Несмотря на то, что они сидели всего в нескольких сантиметрах друг от друга, никто из них не чувствовал себя в компании, поскольку их мысли блуждали далеко от сейбы.

Одна, вероятно, устремилась в Перу, а другая – на палубу корабля, от которого не осталось ничего.

Вечер сменялся ночью, которая лениво завладевала каждым листом, каждой лианой и каждым стволом, словно апокалиптическое чудовище, поглощающее мир и погружающее его во тьму своего гигантского желудка. Когда наконец темнота полностью их окутала, они закрыли глаза, позволяя усталости одержать верх, в то время как в их ушах все еще звучал этот магический голос, полный мелодий.

Почему они не ушли?

Возможно, мысль о том, чтобы спать поблизости от других людей – даже если это были каннибалы, – в какой-то степени успокаивала их.

Самым страшным, возможно, была не смерть, а осознание, что их существование сводилось к бесконечному скитанию в поисках выхода из величайшего лабиринта.

Лететь, как Икар, даже рискуя сгореть под солнцем, было единственной надеждой на спасение. И, лишенные крыльев, они позволяли своим мыслям улетать обратно в родной мир.

На рассвете их разбудил прекрасный голос, полон радости жизни, которая не знала расписаний. Оба почувствовали зависть: зависть к тому, что они не чернокожие, не уроженцы этого густого леса и не могут свободно пересечь ограду, чтобы познакомиться с обладательницей этого необыкновенного голоса.

Они продолжили путь, понурые, молчаливые и измотанные заранее от тяжести горечи, которая вдруг стала их неуютной спутницей.

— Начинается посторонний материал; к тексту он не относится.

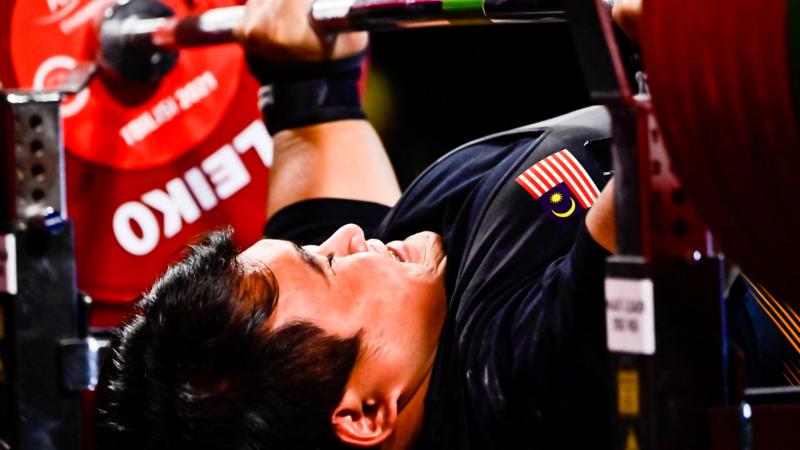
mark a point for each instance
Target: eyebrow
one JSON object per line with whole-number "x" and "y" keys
{"x": 308, "y": 258}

К полудню они заметили, что к реке, по которой они плыли, присоединяется другая река, приходящая с юго-востока. Это почти удвоило ширину водоема. Чуть дальше, на противоположном берегу, они увидели еще одну группу хижин, защищенную такой же высокой оградой, но с особенностью: на песке стояли четыре длинные пироги из темного дерева.

– Вот что нам нужно, – сказал испанец. – Пирога, чтобы плыть ночью и прятаться днем.

Они уселись ждать наступления темноты, пока не убедились, что местные жители уснули. Затем они вошли в воду и позволили течению вынести их к берегу в нескольких метрах от лодок.

Долго оставались неподвижными, прислушиваясь. Наконец они захватили первую пирогу и растворились в тенях ночи, не сказав ни слова.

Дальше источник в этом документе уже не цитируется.